Es difícil escribir una partitura sin saber cuanto más mejor, sin conocer qué piensan y quieren los barceloneses, sin investigar oportunidades y posibilidades. Siempre son más las sospechas o los recelos que las certezas. Pero aún estamos a tiempo para reflexionar sobre lo que deseamos que sea mañana una ciudad en donde los cortes cotidianos en la Meridiana se han convertido en una metáfora del despropósito. Empiezan a surgir iniciativas como marco para la reflexión. Una de las más interesantes quizá sea el Rethink BCN impulsado desde Foment del Treball, poniendo el foco en la idea de la gran metrópoli barcelonesa como marco en el que abordar el futuro. Hay otras de tipo sectorial, grupos o asociaciones en defensa de intereses particulares. El problema es cómo armar una alternativa de futuro que aúne voluntades, sume esfuerzos e imaginación para que la capital catalana recupere su capacidad de atracción y voluntad de futuro. Incluso para que retome su banda sonora anterior a la pandemia: el sonar de las maletas arrastradas por las aceras.
Barcelona necesita un proyecto encabezado por alguien o algo que crea firmemente en la posibilidad de ganar y en la necesidad de la colaboración público-privada para su reactivación. Hay una ausencia de coordinación porque no hay interlocución y demasiadas suspicacias. Falta voluntad de complicidad, de trabajar constructivamente para superar la actual situación y mejorar el gobierno o la gobernanza de la ciudad, pensar en lo mejor para ella.
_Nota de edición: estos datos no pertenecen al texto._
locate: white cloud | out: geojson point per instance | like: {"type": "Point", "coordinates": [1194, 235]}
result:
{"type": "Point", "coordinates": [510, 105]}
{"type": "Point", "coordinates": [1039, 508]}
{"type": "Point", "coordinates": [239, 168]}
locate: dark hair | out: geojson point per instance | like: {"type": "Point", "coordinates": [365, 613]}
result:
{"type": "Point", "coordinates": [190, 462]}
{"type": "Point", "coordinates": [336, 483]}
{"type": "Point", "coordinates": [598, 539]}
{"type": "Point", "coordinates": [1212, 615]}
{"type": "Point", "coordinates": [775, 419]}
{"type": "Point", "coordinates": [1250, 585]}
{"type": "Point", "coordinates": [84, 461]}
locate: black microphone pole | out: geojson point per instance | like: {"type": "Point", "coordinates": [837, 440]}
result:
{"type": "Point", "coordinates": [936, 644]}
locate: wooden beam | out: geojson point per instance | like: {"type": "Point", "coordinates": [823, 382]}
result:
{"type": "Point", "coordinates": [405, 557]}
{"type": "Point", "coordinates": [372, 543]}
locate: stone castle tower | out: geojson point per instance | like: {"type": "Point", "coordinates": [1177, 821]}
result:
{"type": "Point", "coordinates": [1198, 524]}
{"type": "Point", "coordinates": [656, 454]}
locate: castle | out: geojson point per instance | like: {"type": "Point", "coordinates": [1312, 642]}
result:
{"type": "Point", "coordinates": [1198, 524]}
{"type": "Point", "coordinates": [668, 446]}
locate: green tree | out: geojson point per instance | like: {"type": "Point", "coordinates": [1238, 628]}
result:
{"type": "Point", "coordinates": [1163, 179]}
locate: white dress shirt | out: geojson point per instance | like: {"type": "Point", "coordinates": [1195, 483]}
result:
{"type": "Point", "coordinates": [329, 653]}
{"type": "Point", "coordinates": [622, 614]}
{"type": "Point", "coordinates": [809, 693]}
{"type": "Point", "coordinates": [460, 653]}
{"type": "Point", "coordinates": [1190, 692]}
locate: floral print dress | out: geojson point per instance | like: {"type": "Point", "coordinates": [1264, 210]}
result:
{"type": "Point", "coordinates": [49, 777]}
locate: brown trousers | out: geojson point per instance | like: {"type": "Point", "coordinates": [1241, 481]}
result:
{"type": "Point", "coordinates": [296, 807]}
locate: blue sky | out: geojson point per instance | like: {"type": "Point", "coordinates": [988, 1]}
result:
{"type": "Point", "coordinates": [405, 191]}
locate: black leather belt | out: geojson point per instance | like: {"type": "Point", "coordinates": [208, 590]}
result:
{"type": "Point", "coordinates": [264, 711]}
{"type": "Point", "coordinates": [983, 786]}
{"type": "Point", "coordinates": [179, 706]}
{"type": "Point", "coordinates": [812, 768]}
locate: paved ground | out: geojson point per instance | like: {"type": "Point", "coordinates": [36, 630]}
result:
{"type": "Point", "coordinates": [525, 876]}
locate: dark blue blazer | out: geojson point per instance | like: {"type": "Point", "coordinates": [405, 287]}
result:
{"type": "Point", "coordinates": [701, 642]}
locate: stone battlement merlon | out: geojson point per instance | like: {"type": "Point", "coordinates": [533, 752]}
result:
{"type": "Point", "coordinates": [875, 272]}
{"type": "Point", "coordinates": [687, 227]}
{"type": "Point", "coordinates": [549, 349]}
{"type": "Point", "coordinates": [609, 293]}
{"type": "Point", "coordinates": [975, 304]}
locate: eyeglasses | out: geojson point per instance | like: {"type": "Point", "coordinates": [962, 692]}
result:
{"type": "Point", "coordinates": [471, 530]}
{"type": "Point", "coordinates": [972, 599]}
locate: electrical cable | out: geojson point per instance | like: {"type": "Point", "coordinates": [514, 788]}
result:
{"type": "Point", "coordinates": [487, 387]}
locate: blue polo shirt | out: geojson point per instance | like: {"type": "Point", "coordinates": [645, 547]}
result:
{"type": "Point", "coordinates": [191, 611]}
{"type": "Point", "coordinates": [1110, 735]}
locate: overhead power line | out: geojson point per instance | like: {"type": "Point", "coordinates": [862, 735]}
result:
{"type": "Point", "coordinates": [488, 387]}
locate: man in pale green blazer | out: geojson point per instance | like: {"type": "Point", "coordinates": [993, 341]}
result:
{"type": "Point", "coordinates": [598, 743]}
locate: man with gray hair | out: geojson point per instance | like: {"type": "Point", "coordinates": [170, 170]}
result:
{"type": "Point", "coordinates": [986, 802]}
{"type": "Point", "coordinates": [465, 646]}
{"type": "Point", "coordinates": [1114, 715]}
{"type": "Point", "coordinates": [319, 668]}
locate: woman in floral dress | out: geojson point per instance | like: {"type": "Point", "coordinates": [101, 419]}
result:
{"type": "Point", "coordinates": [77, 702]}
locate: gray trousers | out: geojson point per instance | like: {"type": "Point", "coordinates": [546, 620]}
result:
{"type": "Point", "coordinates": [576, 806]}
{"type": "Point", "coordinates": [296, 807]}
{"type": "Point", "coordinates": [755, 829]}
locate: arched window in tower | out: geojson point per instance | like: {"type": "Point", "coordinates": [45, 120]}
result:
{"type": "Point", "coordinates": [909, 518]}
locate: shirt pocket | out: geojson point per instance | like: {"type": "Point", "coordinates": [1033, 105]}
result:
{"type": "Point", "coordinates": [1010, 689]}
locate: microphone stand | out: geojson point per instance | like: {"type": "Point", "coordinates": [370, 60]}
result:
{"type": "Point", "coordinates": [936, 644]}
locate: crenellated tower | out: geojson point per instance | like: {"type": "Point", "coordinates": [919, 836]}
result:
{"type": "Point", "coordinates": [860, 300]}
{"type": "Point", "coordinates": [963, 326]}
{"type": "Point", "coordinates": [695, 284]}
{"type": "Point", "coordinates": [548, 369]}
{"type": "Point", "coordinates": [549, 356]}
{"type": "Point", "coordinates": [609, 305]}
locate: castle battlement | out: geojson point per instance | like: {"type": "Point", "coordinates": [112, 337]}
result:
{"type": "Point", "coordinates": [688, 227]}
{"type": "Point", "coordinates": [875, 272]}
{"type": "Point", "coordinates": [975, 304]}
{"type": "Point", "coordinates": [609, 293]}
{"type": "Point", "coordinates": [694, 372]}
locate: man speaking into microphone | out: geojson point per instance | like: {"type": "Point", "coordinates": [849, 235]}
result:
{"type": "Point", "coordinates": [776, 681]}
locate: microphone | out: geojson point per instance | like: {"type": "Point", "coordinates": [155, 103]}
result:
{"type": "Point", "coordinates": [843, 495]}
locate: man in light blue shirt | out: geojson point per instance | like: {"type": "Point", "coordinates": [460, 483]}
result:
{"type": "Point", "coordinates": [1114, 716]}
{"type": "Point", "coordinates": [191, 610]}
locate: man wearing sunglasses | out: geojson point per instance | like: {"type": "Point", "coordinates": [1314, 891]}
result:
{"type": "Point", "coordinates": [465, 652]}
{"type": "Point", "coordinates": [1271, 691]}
Tal vez, incluso, al margen de los partidos tradicionales. A estas alturas, es difícil determinar si las siglas tradicionales suman o restan algo. Barcelona no puede ser una conquista más de los partidos en su guerra particular por imponer sus postulados políticos, un campo de batalla entre independentistas y unionistas o una lotería donde una suerte de alianzas otorga a alguien el poder.
Es cierto que no existen precedentes en la ciudad, aunque sí en otros municipios de menor tamaño. Si realmente el hartazgo por los partidos y los políticos es muy relevante, una solución sin la presencia de “los de siempre”, podría tener acogida. En Francia, país de larga tradición, hemos visto unas recientes elecciones con casi el 70% de abstención: cuando las barbas de tu vecino veas pelar, pon las tuyas a remojar. Quien confíe excesivamente en sus propias posibilidades o anteponga intereses generales por encima de los locales y pretenda seguir apostando por viejas promesas del pasado, que se lo haga mirar. Ernest Maragall, líder de ERC en el ayuntamiento barcelonés, aseguraba recientemente: “No veo ninguna razón para que no sea posible un entendimiento en que pudiésemos coincidir con los comunes por un lado y con JxCat por otro, los tres”. ¿Hasta cuándo durará el pacto municipal en Barcelona? Siempre se puede seguir el ejemplo de los árboles: soltar hojas cuando aprieta el calor.